Prediction of alkaline pulping yield: equation derivation and validation

Abstract

A method is described which allows prediction of alkaline pulp yield. It is based on an equation which relates the pulp yield to the cellulose content and cellulose degree of polymerization of the alkaline pulp. From the slope and intercept of this linear equation, the lignin-free pulp yield, \({\text{Y}}_{\text{T}}^{{\prime }}\), of a pulp sample can be calculated when the lignin-free cellulose content (\({\text{G}}^{{\prime }}\)) and the cellulose degree of polymerization (DP) of the pulp fiber are determined by sugar analysis and viscosimetry, respectively. In this paper the yield prediction equation is derived and validated using model celluloses and hemicelluloses. As part of the yield prediction method, a new equation was developed which corrects the cellulose degree of polymerisation obtained from the pulp intrinsic viscosity for the hemicellulose content of the pulp.

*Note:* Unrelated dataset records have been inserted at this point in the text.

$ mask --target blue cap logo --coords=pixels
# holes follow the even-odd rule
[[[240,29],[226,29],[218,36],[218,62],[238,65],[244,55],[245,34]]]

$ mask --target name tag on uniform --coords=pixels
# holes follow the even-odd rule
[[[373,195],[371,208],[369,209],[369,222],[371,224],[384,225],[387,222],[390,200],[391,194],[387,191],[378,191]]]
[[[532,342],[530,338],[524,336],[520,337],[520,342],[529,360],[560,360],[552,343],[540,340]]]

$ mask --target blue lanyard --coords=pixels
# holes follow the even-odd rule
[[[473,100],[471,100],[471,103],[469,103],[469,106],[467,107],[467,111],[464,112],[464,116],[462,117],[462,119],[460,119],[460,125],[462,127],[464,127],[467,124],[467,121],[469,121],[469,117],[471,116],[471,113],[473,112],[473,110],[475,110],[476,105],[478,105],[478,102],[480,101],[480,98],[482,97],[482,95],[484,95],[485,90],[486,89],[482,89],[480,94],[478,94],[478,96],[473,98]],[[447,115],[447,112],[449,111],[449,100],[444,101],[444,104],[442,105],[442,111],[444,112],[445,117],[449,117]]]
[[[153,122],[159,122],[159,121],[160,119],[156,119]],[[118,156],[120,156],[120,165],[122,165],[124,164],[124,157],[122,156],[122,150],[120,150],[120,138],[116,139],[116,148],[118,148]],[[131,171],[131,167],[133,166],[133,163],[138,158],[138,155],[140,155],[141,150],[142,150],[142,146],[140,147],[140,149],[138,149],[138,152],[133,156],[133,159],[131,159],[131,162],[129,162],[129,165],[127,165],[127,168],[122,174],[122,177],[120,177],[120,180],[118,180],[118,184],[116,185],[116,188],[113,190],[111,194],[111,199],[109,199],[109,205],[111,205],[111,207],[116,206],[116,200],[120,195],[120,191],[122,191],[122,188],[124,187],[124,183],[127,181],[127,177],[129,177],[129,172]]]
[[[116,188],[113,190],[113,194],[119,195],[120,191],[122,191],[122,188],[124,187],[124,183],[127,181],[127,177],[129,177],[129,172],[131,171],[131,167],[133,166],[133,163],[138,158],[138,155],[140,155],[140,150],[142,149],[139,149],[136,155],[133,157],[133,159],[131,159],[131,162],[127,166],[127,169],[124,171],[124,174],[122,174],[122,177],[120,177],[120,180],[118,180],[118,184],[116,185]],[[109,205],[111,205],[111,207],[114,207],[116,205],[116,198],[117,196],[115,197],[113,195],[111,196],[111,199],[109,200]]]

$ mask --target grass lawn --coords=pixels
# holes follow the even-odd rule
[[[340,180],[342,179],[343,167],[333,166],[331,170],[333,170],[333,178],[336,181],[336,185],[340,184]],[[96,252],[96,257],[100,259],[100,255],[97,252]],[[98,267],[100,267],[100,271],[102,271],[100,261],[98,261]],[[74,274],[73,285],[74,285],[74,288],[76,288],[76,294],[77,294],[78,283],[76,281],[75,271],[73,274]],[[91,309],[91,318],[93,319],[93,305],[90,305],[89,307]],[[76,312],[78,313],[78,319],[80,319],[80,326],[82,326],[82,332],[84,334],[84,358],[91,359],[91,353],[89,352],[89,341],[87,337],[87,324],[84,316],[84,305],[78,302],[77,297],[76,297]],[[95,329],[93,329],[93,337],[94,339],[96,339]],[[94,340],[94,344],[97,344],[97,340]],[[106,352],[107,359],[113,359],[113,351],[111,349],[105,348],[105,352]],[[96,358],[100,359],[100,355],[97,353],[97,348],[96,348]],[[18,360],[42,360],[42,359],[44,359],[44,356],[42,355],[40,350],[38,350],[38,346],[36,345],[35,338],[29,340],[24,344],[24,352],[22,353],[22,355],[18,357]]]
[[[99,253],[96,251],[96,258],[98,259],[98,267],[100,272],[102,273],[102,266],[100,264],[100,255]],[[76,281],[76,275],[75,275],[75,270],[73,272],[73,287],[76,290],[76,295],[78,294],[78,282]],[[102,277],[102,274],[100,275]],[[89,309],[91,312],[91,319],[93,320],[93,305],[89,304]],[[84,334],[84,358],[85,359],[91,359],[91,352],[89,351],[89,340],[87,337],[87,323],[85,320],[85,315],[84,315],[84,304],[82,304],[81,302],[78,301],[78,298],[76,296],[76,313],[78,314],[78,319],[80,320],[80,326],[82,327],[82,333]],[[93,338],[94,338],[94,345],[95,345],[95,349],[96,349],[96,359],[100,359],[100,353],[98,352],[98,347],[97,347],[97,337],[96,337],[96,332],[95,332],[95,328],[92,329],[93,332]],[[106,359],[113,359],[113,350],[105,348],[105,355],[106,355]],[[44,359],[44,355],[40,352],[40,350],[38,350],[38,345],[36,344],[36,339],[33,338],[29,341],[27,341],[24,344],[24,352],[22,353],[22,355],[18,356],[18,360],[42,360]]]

The approach was successfully validated by cooking of cotton at different temperatures (160–180 °C), alkalinities (1.30–2.60 mol/L, the equivalent to an effective alkali (as Na2O) charge of 12–24 % at a L/W ratio of 4.0 L/kg), sulfidities (15 and 30 %) and anthraquinone charges (0, 0.05 and 0.1 %). The cellulose protecting effect of AQ was confirmed by the lower number of glucose units removed by alkaline peeling compared to that removed during conventional alkaline or kraft cooking.